Le départ soudain de Christian Horner en tant que directeur et PDG de l’équipe de Red Bull a été un choc pour toute la communauté de la Formule 1, et peut-être, surtout, pour lui.
Horner était à la tête de l’équipe basée à Milton Keynes pour l’intégralité de son existence, ayant été auparavant patron de sa propre équipe de Formule 3000 (maintenant F2), Arden.
Sa longévité l’a fait partie de l’identité de Red Bull, et son nom et son image sont allés de pair avec l’équipe. C’est-à-dire jusqu’à présent.
Malgré les spéculations ayant monté sur son avenir avec l’équipe, Horner lui-même semblait sûr de son rôle, discutant de la façon dont le poste de directeur de l’équipe diffère d’une équipe à l’autre lors du Grand Prix britannique du week-end dernier.
« Je pense que chaque structure d’équipe est différente », a-t-il déclaré aux médias, y compris Semaine de sport automobile.
«Le rôle d’un directeur d’équipe dans différentes équipes, tandis que le titre du poste porte le nom, la définition du rôle est très différente.

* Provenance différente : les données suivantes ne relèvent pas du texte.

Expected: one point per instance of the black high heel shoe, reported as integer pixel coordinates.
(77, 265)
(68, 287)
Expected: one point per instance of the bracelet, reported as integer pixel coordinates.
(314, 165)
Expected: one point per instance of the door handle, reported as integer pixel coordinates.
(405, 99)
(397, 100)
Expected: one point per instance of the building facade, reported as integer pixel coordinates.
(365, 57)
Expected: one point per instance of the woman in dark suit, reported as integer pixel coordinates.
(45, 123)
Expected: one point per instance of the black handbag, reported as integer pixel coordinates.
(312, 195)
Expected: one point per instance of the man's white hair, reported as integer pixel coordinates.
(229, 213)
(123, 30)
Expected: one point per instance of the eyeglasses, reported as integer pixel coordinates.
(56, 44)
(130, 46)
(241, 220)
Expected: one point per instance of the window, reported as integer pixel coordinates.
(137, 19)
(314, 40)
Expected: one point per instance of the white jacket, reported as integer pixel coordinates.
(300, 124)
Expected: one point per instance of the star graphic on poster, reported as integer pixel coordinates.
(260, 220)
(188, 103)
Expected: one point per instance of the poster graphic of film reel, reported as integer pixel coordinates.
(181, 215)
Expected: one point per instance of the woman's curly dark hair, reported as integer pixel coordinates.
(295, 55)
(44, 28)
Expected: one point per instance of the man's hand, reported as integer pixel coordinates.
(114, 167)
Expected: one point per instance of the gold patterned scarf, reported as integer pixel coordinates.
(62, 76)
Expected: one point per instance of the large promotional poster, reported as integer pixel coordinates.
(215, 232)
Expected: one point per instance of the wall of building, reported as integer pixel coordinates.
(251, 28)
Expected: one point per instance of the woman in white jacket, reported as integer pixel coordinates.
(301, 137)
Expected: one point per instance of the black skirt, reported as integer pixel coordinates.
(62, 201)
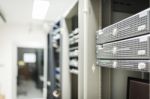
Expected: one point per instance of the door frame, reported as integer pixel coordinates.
(15, 47)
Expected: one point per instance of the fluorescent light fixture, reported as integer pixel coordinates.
(40, 9)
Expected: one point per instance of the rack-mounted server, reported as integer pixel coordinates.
(136, 25)
(134, 48)
(137, 65)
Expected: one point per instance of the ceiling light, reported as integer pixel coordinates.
(40, 9)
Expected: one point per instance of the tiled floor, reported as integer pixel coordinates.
(28, 90)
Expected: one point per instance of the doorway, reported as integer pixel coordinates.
(30, 76)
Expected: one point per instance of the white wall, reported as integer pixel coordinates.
(12, 35)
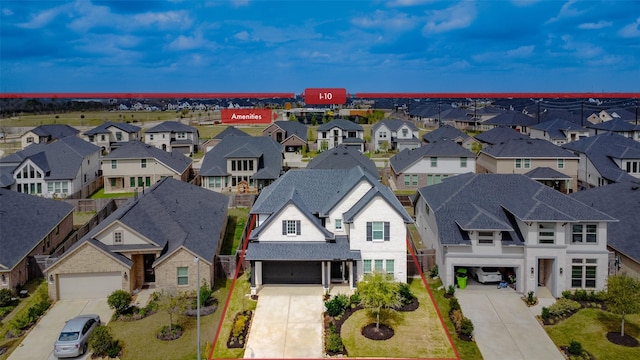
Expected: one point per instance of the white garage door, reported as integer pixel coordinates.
(88, 285)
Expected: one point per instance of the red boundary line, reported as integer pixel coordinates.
(233, 284)
(433, 301)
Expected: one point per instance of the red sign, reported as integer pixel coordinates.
(246, 116)
(325, 96)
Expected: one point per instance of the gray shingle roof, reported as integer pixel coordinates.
(442, 148)
(139, 150)
(621, 235)
(25, 220)
(601, 150)
(493, 200)
(266, 149)
(343, 157)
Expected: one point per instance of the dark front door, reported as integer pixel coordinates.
(149, 273)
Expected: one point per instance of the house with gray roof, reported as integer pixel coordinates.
(135, 166)
(30, 226)
(47, 133)
(153, 240)
(430, 164)
(518, 225)
(606, 159)
(111, 135)
(173, 135)
(622, 236)
(340, 131)
(343, 157)
(324, 227)
(242, 164)
(394, 134)
(56, 169)
(520, 156)
(558, 131)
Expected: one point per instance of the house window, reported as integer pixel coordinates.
(546, 233)
(183, 275)
(583, 273)
(485, 237)
(290, 227)
(117, 237)
(584, 233)
(378, 231)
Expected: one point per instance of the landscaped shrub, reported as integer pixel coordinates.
(119, 301)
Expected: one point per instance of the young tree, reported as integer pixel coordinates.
(378, 292)
(623, 296)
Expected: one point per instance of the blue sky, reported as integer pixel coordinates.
(287, 46)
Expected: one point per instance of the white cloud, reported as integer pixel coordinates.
(458, 16)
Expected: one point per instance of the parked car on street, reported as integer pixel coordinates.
(74, 337)
(486, 274)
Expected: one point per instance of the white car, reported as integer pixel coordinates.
(486, 274)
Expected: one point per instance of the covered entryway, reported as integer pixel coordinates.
(291, 272)
(88, 285)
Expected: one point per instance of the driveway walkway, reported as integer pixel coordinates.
(287, 323)
(504, 327)
(38, 344)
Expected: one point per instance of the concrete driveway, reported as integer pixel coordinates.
(287, 323)
(38, 344)
(504, 327)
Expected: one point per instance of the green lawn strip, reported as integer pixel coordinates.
(468, 350)
(590, 326)
(418, 334)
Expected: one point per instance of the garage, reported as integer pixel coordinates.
(88, 285)
(291, 272)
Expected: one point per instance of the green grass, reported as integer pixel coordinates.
(418, 334)
(590, 327)
(467, 350)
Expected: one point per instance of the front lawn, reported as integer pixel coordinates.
(418, 334)
(590, 326)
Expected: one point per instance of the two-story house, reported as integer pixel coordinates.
(135, 166)
(520, 156)
(111, 135)
(606, 159)
(546, 238)
(173, 136)
(326, 226)
(242, 164)
(430, 164)
(47, 133)
(394, 134)
(340, 131)
(57, 169)
(161, 239)
(29, 226)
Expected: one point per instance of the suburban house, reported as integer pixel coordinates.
(173, 135)
(558, 131)
(242, 164)
(111, 135)
(394, 134)
(622, 236)
(136, 165)
(29, 226)
(326, 226)
(343, 157)
(606, 159)
(47, 133)
(546, 238)
(520, 156)
(430, 164)
(291, 134)
(340, 131)
(153, 240)
(57, 169)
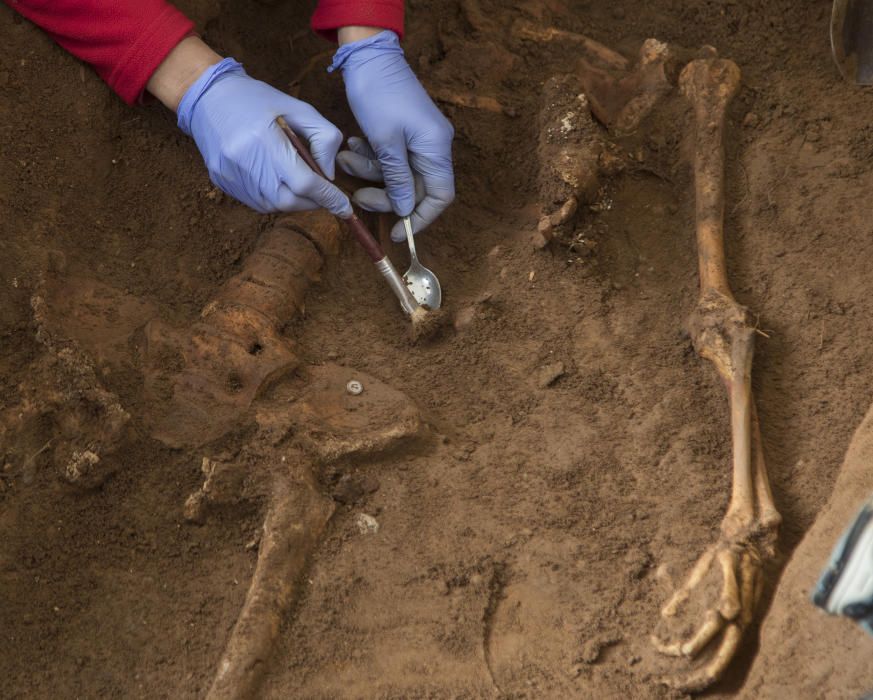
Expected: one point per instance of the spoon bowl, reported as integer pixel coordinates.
(423, 283)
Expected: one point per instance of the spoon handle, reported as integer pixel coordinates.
(410, 237)
(356, 226)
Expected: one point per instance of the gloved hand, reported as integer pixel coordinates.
(409, 136)
(232, 118)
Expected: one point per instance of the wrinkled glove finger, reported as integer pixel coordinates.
(373, 199)
(398, 175)
(324, 138)
(359, 166)
(286, 200)
(376, 199)
(233, 182)
(362, 148)
(439, 191)
(309, 185)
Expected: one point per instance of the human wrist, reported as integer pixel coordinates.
(180, 70)
(351, 34)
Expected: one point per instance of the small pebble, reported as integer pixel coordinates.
(367, 524)
(549, 374)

«McLaren a des activités à IndyCar, dans les voitures de sport, à travers toute une série d’activités différentes. Chez Red Bull Racing, j’ai une structure claire qui me rapporte, similaire à Andy (Cowell, directeur de l’équipe Aston Martin) ou Toto Wolff fait, où vous avez les principales facultés qui me rendent compte.
«Pierre Wache (directeur technique de Red Bull) joue probablement 80% du rôle qu’Andrea (Stella) fait peut-être à McLaren.»
« Force en profondeur » maintenant évident alors que les mekies prennent le relais
Horner a identifié la structure «serrée» à Red Bull et a parlé du noyau fort qui a été assemblé, ce qui n’a pas eu besoin de changer de formule gagnante.
Cependant, il apparaît maintenant que la structure peut différer, comme Laurent Mekies, le désormais-exposé des taureaux de course de tenues sœurs, a pris le relais en tant que PDG, mais pas directeur de l’équipe.
« C’est juste un titre de travail différent, différentes fonctions, une configuration différente », avait expliqué Horner. «C’est une configuration qui a incroyablement bien fonctionné pour nous sur la piste et hors piste.
«Nous avons une haute direction très serrée, une structure très forte. Nous avons obtenu une force en profondeur.
«Nous ne ressentons pas, et je ne ressens certainement pas, qu’il est nécessaire de le changer ou de le régler.
«Bien sûr, vous vous réglez toujours en tant qu’organisation et optimisation, mais notre structure, la façon dont elle est positionnée, est très, très claire.»